Kitap Tanıtımı: H. C. ARMSTRONG - BOZKURT




"Ben milletleri harp meydanlarında, ateş altında, insanların karakterlerini gizleyemediği yerde öğrendim. Ey millet! Size yemin ediyorum ki bizim vatan sevgimiz tüm milletlerin fevkindedir. Ben bu uzun yola ayaklarımın üstünde yürüyüp yolunu öğreninceye kadar halkımın elinden tutacağım. İşte o zaman vatandaşım kendi liderini kendisi seçecek ve kendi kendilerini istedikleri gibi idare edeceklerdir. İşte o zaman benim misyonum bitecektir."

Yukarıdaki satırlara Atatürk'ün sağlığında yazılan ilk Atatürk biyografisi olma özelliğine sahip olan ve yayımlandığında ülkemizde ve tüm dünyada büyük yankılar uyandıran H. C. Armstrong'un yazdığı "Bozkurt" isimli kitaptan alıntıdır. Kitabın yurda girişi belli bir süre yasaklanmış olup bu yasak Mustafa Kemal Atatürk tarafından bizzat kaldırılmıştır. Kitabı merak edip yurt dışından getirten Atatürk, kitapta gerekli gördüğü bazı düzeltmeleri -kitabın çok da orijinalliğine dokunmadan- Necmettin Sadak'a yaptırarak ülkemizde okunmasına izin verdirtmiştir. Ayrıca "Bunun ithalini yasaklamakla hükümet hataya düşmüş. Adamcağız yaşadığımız sefahati eksik yazmış, bu eksiklikleri ben ikmal edeyim de kitap müsaade edilsin ve memlekette okunsun!" diye de kitap hakkında latife etmiştir. Kitabın yasaklanma sebebi ise kitapta pek çok tarihi yanlışın, karalamaların ve yersiz abartmaların yer almasıdır.

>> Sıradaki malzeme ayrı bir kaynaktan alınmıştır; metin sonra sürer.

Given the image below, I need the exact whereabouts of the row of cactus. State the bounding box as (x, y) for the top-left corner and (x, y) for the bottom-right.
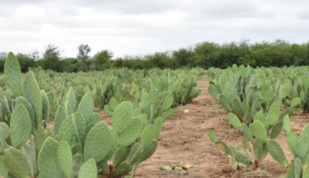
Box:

Bozkurt kitabının yazarı H. C. Armstrong İngiliz ordusunda yüzbaşı olarak görev yapmış olup Yemen cephesinde Türklere esir düşerek Türkiye’ye getirilmiştir. Daha sonra da Birinci Dünya Savaşı bitmeden önce görevlilere rüşvet vererek ülkeden kaçmıştır. İngilizlerin İstanbul şehrini işgal etmesiyle tekrar görevlendirmeyle ülkeye girmiştir.

Kitabın yazıldığı dönemde Mustafa Kemal emperyalizme karşı ilk milli mücadeleyi başlatmış olup askeri, kültürel ve sosyal alanlarda tüm emperyalist ülkelerin merakını üzerinde toplamıştır. Bu yüzden kitabın yazarı, Atatürk'ün özel hayatını abartarak anlatmış ve popüler bir kitap ortaya koymaya çalışmıştır. Bunun yanında yazar Atatürk'ün liderlik özelliğinin üzerinde çokça durmuş ve Ata'nın yaptığı büyük işlerden hayranlıkla kitabında bahsetmiştir. Atatürk'ün kazandığı zaferleri, yaptığı inkılapların önemini, milletine olan içten sevgisinin ve inancının büyüklüğünü görmüş, kabul etmiş ve tüm dünyaya anlatmıştır.

1932 yılında yayımlanan "Bozkurt" kitabı işgal güçlerini ve Kurtuluş Savaşı'nda yaşananların bir yabancının gözünden anlatılması dolayısıyla ve Atatürk'ün özlemleri, neşeleri ve kederleriyle tabulaştırılmaktan ziyade zaaflarıyla, doğruları ve yanlışlarıyla bir insan olduğunu anlatması vesilesiyle de ayrı bir öneme sahiptir.

“Mustafa Kemal hayat dolu ve dipdiri, Türkiye’nin tek adamıydı.
O, steplerde yaşayan Tatarların geri dönüşü, bir anakronizm, ilkel ve vahşi güce sahip biri, dünyaya gelmesi gerektiği çağdan çok geç doğmuş bir liderdi.
Tüm Orta Asya’nın göçü sırasında doğmuş olsaydı, Bozkurt sancağı altında ve bir Bozkurt’un yüreği ve içgüdüleriyle Süleyman Şah’ın yanında at koşturuyor olurdu.
Askeri dehası ile duyguların, bağlılık ve ahlaki değerlerin zayıflatamadığı acımasız kararlığıyla, ülkeleri fetheden, kentleri yakıp yıkan ve seferleri arasındaki barış dönemlerini zevk ve sefa âlemleriyle dolduran vahşi akıncıların başında bir Timurlenk veya Cengiz Han olabilirdi.”